Pollsters from the French IFOP Institute spent three days walking the hallways of the convention center. Of the 1,100 Deauville women, 250 agreed to answer questions about the economy and the current crisis, voiced their criticisms and pondered changes. Ninety percent of the women polled believe that the causes of the crisis are structural. Three-quarters say that we must "create a more ethical economic model."

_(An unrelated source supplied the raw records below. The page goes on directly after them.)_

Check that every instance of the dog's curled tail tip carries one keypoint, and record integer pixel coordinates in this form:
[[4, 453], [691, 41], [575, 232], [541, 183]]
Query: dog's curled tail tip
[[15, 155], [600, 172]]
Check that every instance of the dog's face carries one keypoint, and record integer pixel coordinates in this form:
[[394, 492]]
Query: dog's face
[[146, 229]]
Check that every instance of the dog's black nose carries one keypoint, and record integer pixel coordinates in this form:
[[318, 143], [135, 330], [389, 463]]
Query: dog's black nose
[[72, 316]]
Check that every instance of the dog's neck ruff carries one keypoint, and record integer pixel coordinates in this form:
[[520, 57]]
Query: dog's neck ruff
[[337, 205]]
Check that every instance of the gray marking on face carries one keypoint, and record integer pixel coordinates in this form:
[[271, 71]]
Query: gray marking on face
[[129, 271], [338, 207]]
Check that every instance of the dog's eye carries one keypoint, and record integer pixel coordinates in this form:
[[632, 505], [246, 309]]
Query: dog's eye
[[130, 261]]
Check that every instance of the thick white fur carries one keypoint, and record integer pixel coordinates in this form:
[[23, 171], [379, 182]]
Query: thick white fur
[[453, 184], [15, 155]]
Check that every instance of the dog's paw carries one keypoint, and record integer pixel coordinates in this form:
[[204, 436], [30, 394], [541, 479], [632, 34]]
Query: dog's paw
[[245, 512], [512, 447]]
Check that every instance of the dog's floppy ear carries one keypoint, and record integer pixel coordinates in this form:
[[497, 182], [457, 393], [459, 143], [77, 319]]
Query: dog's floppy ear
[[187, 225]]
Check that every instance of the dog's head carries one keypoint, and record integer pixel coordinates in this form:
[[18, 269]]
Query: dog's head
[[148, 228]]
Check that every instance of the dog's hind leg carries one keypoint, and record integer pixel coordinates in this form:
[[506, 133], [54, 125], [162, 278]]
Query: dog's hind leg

On the morning of the last day, the time had come to reinvent capitalism in a special workshop. One woman proposed that in the future, companies should no longer be assessed on the basis of profitability but, rather, on the extent to which they distribute their profits in a socially responsible way.

Another woman proposed that in the future executives be required to provide one year of social work, so they can learn about what happens in real life.

Finally, someone proposed that in the future, international investors should be required to invest a fixed percentage of their investments in social programs abroad, including education and literacy programs.

Sixty spots were available for the workshop, and all 60 were reserved. But only 18 people showed up.

Perhaps the women had something better to do. Perhaps they felt the project was a little too ambitious after all. Or perhaps their absence was the result of the previous evening's Cartier reception, where Indian hors d'oeuvres and champagne were served until the wee hours of the morning.